ECLI:NL:CRVB:2004:AR6118

Centrale Raad van Beroep

Datum uitspraak
11 november 2004
Publicatiedatum
4 april 2013
Zaaknummer
02/2049 WAO
Instantie
Centrale Raad van Beroep
Type
Uitspraak
Rechtsgebied
Bestuursrecht; Socialezekerheidsrecht
Procedures
  • Hoger beroep
Rechters
Vindplaatsen
  • Rechtspraak.nl
AI samenvatting door LexboostAutomatisch gegenereerd

Hoger beroep inzake de berekening van het WAO-dagloon en de hoogte van het loon bij Start uitzendbureau

In deze zaak gaat het om een hoger beroep van appellant tegen de uitspraak van de rechtbank Utrecht, waarin de hoogte van het WAO-dagloon werd vastgesteld. Appellant, vertegenwoordigd door zijn advocaat mr. L.C. de Jong, heeft bezwaar gemaakt tegen de berekening van het dagloon dat door de Raad van bestuur van het Uitvoeringsinstituut werknemersverzekeringen (Uwv) is vastgesteld. De zaak is behandeld op 23 september 2004, waarbij appellant in persoon aanwezig was en gedaagde werd vertegenwoordigd door mr. R. Huisman.
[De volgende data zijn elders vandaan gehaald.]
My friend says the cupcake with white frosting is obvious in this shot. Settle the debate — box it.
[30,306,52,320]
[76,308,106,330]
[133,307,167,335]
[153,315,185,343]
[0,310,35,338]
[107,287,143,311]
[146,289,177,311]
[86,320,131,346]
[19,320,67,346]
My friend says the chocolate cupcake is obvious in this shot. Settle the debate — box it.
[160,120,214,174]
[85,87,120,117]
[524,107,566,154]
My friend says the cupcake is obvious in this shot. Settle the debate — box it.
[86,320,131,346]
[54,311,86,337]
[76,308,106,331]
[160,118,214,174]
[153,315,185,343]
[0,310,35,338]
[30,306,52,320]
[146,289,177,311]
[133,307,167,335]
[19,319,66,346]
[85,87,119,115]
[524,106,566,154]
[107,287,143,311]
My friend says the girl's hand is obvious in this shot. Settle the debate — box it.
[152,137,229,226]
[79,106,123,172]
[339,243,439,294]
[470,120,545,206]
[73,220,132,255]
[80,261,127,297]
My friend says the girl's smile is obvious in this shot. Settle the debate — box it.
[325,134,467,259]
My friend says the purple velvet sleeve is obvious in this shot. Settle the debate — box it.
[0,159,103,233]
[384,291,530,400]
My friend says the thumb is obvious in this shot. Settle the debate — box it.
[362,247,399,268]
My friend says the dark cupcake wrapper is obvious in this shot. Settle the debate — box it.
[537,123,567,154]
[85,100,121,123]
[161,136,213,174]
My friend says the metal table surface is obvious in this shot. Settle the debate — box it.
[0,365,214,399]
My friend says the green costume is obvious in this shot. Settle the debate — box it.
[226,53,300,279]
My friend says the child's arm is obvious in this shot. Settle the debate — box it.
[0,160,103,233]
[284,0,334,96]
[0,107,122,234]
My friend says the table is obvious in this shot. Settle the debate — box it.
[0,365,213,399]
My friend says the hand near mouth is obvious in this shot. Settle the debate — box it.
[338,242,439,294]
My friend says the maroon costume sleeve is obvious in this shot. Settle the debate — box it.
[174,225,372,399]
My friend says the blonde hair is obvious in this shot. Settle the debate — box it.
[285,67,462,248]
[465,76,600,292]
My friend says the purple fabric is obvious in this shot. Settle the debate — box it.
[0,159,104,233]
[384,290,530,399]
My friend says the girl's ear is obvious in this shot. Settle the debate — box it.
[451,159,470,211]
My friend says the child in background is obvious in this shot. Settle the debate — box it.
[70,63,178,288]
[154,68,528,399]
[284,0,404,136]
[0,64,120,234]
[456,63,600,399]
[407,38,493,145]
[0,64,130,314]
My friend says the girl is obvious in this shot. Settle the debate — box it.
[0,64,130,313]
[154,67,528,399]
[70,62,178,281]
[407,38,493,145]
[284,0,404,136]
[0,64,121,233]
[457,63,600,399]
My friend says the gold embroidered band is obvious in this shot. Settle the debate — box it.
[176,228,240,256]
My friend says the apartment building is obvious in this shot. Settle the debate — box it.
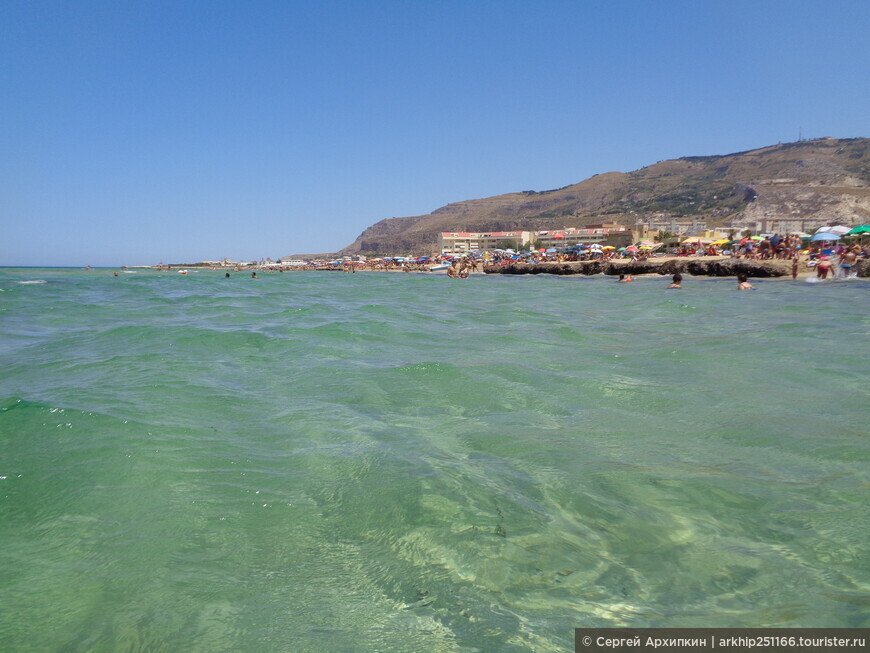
[438,231,527,255]
[439,225,631,255]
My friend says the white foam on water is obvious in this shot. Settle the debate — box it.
[807,275,863,283]
[17,280,47,285]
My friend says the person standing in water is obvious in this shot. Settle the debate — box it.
[815,256,833,279]
[839,246,858,278]
[667,273,682,288]
[737,274,754,290]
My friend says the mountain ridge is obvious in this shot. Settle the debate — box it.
[335,138,869,256]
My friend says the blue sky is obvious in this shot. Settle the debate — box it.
[2,0,868,266]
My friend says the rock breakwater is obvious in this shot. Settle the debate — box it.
[483,258,827,277]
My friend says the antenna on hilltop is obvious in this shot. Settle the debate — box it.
[798,126,802,142]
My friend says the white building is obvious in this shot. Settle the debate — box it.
[439,231,526,255]
[438,225,631,255]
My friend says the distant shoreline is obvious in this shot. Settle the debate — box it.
[4,256,867,280]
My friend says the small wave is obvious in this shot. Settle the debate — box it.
[803,276,863,284]
[17,280,47,285]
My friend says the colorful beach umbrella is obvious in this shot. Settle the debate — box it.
[846,225,870,235]
[811,232,840,241]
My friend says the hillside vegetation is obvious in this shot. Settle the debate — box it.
[339,138,869,256]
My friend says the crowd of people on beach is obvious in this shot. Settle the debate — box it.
[730,233,804,259]
[137,230,867,282]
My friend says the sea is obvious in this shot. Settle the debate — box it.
[1,267,867,652]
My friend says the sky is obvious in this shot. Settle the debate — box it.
[2,0,868,266]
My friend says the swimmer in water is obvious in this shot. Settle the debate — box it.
[667,273,682,289]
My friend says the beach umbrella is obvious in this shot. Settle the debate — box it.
[626,246,638,251]
[811,232,840,241]
[816,225,851,235]
[710,238,730,246]
[545,247,557,253]
[617,247,627,251]
[846,225,870,235]
[601,246,616,250]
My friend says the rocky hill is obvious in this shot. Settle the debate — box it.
[338,138,869,256]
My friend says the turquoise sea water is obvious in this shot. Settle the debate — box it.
[1,267,868,652]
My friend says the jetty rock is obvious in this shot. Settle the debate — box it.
[484,259,797,277]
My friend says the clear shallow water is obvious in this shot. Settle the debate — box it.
[1,267,868,652]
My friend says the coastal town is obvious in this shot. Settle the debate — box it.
[162,216,870,280]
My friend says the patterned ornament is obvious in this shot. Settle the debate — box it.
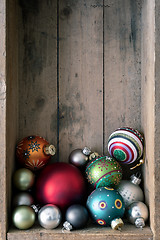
[126,201,149,228]
[87,187,125,230]
[116,174,144,207]
[16,136,56,171]
[36,162,86,211]
[108,127,144,164]
[85,156,122,189]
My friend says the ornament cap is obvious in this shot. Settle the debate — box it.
[44,145,56,156]
[63,221,73,231]
[111,218,124,230]
[82,147,92,156]
[89,152,100,161]
[135,217,145,228]
[31,204,41,214]
[130,174,141,185]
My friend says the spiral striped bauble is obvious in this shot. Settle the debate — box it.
[108,127,144,164]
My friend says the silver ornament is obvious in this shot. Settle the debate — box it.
[126,201,149,228]
[69,148,90,167]
[13,192,34,207]
[116,174,144,207]
[38,204,61,229]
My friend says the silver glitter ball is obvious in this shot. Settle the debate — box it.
[126,201,149,228]
[116,174,144,207]
[38,204,61,229]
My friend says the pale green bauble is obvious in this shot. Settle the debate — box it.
[12,205,36,229]
[13,168,35,190]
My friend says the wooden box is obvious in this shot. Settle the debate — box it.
[0,0,160,239]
De achtergrond van het geschil betreft een besluit van gedaagde van 12 november 1999, waarbij aan appellant uitkeringen ingevolge de WAO zijn toegekend. Appellant betwist de hoogte van het dagloon dat is vastgesteld op f 175,01, en stelt dat het bij de berekening in aanmerking te nemen loon f 10.080,05 bedraagt, zoals vermeld op de loonspecificatie van Start uitzendbureau. De Raad heeft echter vastgesteld dat appellant zijn stelling niet met concrete en verifieerbare gegevens heeft onderbouwd. De door gedaagde opgestelde berekening is niet onjuist bevonden.
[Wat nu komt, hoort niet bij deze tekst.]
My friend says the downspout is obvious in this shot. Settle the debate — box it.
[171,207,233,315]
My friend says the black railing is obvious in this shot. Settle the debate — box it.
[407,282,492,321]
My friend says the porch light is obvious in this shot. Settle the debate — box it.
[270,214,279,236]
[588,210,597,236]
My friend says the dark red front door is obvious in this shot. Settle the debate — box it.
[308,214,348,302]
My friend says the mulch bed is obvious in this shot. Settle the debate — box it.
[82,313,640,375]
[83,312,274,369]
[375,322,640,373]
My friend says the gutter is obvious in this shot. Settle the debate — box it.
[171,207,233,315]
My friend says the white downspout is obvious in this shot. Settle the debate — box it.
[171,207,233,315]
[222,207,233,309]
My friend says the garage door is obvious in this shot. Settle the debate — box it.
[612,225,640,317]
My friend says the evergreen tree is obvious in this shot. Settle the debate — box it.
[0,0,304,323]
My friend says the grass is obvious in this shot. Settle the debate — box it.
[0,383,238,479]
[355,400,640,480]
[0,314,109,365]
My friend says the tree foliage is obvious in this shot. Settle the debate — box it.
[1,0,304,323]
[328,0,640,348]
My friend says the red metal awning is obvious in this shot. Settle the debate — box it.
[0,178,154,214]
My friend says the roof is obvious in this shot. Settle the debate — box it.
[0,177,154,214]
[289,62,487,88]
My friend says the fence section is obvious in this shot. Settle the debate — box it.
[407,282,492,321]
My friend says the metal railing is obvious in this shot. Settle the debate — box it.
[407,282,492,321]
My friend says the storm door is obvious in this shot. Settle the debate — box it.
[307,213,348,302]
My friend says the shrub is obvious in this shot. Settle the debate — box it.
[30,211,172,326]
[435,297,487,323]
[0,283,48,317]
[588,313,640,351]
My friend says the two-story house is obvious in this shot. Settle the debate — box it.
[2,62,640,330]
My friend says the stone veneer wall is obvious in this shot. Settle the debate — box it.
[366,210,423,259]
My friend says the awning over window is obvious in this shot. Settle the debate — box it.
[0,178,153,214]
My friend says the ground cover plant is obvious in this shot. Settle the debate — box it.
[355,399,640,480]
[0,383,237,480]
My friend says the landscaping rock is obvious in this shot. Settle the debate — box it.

De Centrale Raad van Beroep heeft de aangevallen uitspraak bevestigd en geen termen aanwezig geacht voor een veroordeling in de proceskosten. De Raad concludeert dat de berekening van het WAO-dagloon door gedaagde correct is uitgevoerd en dat er geen aanleiding is om de eerdere beslissing te herzien. De uitspraak is gedaan op 11 november 2004, waarbij de betrokken rechters de zaak hebben beoordeeld en de beslissing openbaar is uitgesproken.

Uitspraak

02/2049 WAO
U I T S P R A A K
in het geding tussen:
[appellant], wonende te [woonplaats], appellant,
en
de Raad van bestuur van het Uitvoeringsinstituut werknemersverzekeringen, gedaagde.
I. ONTSTAAN EN LOOP VAN HET GEDING
Met ingang van 1 januari 2002 is de Wet structuur uitvoeringsorganisatie werk en inkomen in werking getreden. Ingevolge de Invoeringswet Wet structuur uitvoeringsorganisatie werk en inkomen treedt in dit geding de Raad van bestuur van het Uitvoeringsinstituut werknemersverzekeringen (Uwv) in de plaats van het Landelijk instituut sociale verzekeringen (Lisv). In deze uitspraak wordt onder gedaagde tevens verstaan het Lisv.
Namens appellant heeft mr. L.C. de Jong, advocaat te Woerden, hoger beroep ingesteld tegen de uitspraak van de rechtbank Utrecht van 27 februari 2002, nr. 01/1494.
Gedaagde heeft een verweerschrift ingediend en nadere stukken ingezonden.
Het geding is behandeld ter zitting van 23 september 2004, waar appellant in persoon is verschenen, bijgestaan door mr. De Jong, en waar gedaagde zich heeft laten vertegenwoordigen door mr. R. Huisman, werkzaam bij het Uwv.
II. MOTIVERING
Aan het onderhavige geschil ligt ten grondslag het besluit van gedaagde van 12 november 1999, waarbij aan appellant met ingang van 20 maart 1995 uitkeringen ingevolge de Algemene Arbeidsongeschiktheidswet en de Wet op de arbeidsongeschiktheids-verzekering (WAO) zijn toegekend. Bij besluit van 10 juli 2001 is het door appellant gemaakte bezwaar tegen de hoogte van het dagloon waarnaar de WAO-uitkering is berekend (f 159,48) in zoverre gegrond verklaard, dat het dagloon waarnaar de uitkering ingevolge de WAO is berekend ingaande 20 maart 1995 is vastgesteld op f 175,01. De rechtbank heeft het beroep van appellant tegen het besluit van 10 juli 2001 ongegrond verklaard.
De Raad stelt vast dat het hoger beroep zich toespitst op één onderdeel van de berekening van het WAO-dagloon, namelijk de hoogte van het loon van appellant over de 47 dagen waarop hij heeft gewerkt bij Start uitzendbureau (hierna: Start) in de periode van 22 mei 1992 tot en met 30 juli 1992.
Appellant is van mening dat het bij de berekening van het dagloon in aanmerking te nemen loon het bedrag van bruto f 10.080,05 is dat op de specificatie van Start is vermeld.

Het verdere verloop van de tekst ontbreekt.